Cutler, who started smoking at 11 and embraces nicotine to this day, claims that although he's been around a lot of drugs and taken his share, he is "very lucky that they've never impaired my long-term memory. …Basically, I'm a pot smoker. I wasn't a Syd Barrett or Brian Jones. I never took drugs to excess, because I was too busy working: A tour manager has to stay on top of things, mate. It's like being an admiral: The whole crew is relying on you to turn to port even if they're in no condition to do so!"

Cutler last saw the Stones in 2003, when they were touring Australia. More precisely, he saw Keith, Charlie Watts and Ron Wood. "Mick don't see anyone. Mick's too busy being Mick. That's a full-time job, y' know wot I mean?"

It's true, says Cutler, that the Stones have never paid him for services rendered in 1969. It's true, too, that he felt abandoned by them after they fled America for England right after Altamont. Nonetheless, he insists he bears them no ill will.

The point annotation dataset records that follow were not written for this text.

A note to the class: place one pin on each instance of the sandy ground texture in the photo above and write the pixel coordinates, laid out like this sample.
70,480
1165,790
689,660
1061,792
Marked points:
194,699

Nor should his memoir be seen as a settling of scores. All, it seems, is semi-guruvy.

"I've always accepted whatever happens to me, including what people may write about me," he says. "…You have a choice of bringing a skillful attitude to your own experiences or an unskillful one - the skillful one is conducive to contentedness, calmness, serenity; the unskillful one to ulcers, bitterness, resentment."